No one moved. The silence stretched tight, charged with a dawning understanding of the responsibility they were asking to inherit.

“Very well,” Thorne said, a faint, unreadable expression on his face. “Then know this. Your old lives are over. Your new one is a debt to be paid in sweat and fear and unwavering duty. At dawn your first payment is due.”

With a curt nod, he turned and strode out. The two eagles launched themselves from the rafters, and with a single, powerful downbeat of their wings that stirred the torch flames below, they followed him, leaving the recruits in a stunned, sober silence.

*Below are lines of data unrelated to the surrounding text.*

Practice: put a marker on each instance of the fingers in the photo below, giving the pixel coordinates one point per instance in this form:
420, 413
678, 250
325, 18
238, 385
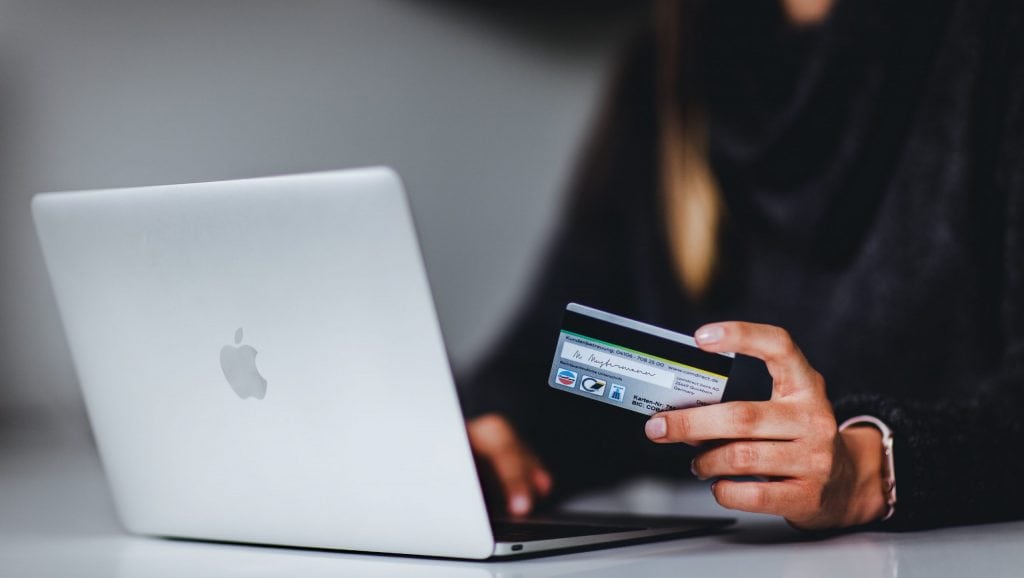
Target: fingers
516, 475
734, 420
773, 459
519, 472
786, 498
773, 344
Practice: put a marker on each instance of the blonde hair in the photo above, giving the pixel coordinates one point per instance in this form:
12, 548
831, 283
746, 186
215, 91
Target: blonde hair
690, 194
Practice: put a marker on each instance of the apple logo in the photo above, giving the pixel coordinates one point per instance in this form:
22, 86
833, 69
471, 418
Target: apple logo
239, 365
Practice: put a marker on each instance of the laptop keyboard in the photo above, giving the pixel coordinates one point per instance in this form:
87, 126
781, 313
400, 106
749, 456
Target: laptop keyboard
530, 531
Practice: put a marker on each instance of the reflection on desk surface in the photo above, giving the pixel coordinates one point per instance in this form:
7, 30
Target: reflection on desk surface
56, 520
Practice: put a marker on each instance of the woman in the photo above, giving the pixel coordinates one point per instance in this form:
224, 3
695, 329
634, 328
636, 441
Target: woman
847, 177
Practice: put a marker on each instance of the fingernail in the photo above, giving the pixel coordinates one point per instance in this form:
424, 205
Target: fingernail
655, 427
519, 505
710, 334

As Gessa gathered herself to leave, a low, sneering voice cut through the murmurs from a few seats down. It was the red-haired recruit. “Tying your life to a seal is a heavy price,” hemuttered to his friends, loud enough for her to hear. “Suppose it’s less of a sacrifice when you’re already halfway to the grave.”

A few of his cronies snickered weakly into their ale cups.

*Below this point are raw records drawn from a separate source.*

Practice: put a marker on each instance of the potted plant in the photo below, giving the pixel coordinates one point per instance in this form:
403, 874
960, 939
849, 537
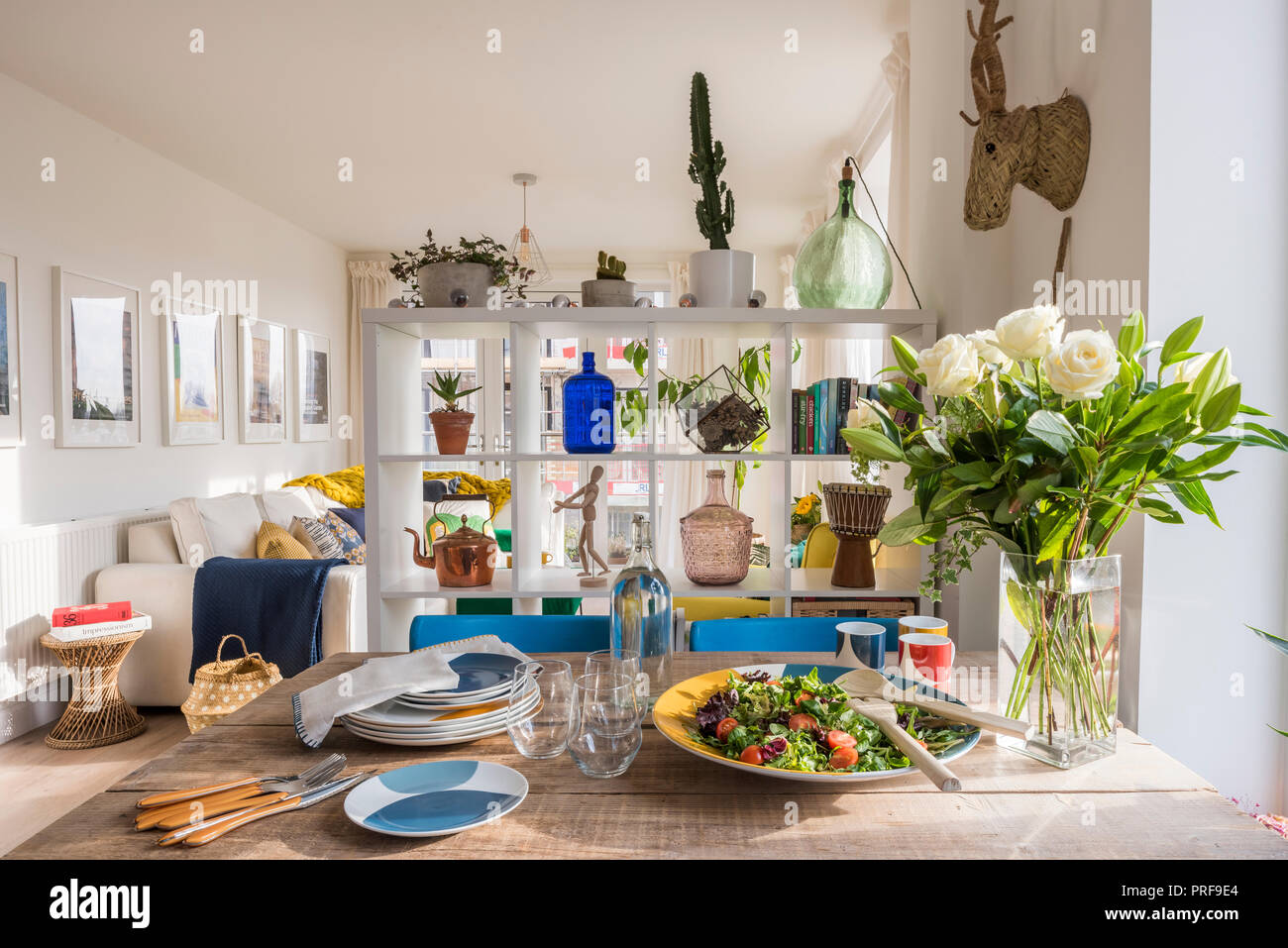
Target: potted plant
609, 287
1044, 443
459, 275
451, 423
717, 277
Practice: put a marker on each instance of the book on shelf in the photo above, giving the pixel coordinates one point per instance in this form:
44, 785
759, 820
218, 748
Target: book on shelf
68, 616
94, 630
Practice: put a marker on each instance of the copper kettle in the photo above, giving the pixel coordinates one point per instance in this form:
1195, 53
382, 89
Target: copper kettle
463, 558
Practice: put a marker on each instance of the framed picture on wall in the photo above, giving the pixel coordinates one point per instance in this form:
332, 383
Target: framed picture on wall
262, 380
95, 363
192, 382
11, 416
312, 386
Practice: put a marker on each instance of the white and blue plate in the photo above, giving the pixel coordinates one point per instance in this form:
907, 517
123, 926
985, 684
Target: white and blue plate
436, 798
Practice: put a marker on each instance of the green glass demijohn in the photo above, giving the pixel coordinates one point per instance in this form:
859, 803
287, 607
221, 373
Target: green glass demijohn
844, 263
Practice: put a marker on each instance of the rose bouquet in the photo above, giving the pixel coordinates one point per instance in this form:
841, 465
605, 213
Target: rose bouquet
1044, 443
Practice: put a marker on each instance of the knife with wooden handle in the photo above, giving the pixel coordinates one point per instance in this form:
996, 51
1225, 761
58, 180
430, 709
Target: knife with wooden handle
201, 835
236, 798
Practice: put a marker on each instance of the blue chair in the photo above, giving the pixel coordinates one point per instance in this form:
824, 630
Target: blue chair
526, 633
780, 634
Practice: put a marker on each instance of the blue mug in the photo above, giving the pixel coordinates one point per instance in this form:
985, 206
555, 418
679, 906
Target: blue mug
861, 646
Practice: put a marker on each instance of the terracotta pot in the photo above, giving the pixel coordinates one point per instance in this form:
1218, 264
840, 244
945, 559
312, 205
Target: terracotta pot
451, 430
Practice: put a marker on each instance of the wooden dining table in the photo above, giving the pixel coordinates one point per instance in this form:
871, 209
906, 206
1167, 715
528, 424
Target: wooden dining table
1140, 802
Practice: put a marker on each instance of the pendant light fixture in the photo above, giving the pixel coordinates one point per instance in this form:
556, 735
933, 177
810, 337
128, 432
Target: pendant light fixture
523, 247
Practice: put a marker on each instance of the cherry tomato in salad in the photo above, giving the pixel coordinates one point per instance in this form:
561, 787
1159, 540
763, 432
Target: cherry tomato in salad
844, 758
802, 721
838, 738
754, 755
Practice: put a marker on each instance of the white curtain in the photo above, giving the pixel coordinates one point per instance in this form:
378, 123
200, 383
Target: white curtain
370, 287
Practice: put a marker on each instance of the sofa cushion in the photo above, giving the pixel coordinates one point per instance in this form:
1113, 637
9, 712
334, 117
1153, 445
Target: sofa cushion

Gessa’s jaw tightened, but she didn’t look at him. She pushed herself away from the table, her own fear and exhaustion momentarily eclipsed by a cold, hard resolve. She slipped away in the quiet aftermath and made her way back to her room.

The simple act of sliding the iron bolt across her own door sent a welcome, almost forgotten tremor of security through her; for tonight, at least, no one could enter unbidden. But as she sank onto the cot, she knew it was only a temporary reprieve. The true crucible was no longer a distant threat; it was just a few hours of sleep away.

8

THE WYVERN'S ANVIL

The relative peace of Gessa’s first night, however troubled by anxiety, shattered before the first hint of dawn. A bellowed roar ripped through the thin walls of the Wyvern Cohort barracks, followed by the thud of fists on doors.

“Up, you maggots! The anvil waits for no one!”

Gessa tumbled from her cot, every muscle a screaming protest. The mess hall revelations and Thorne’s chilling speech had settled deep, and a grim apprehension for the day ahead was a cold knot in her stomach as she scrambled into her recruit uniform.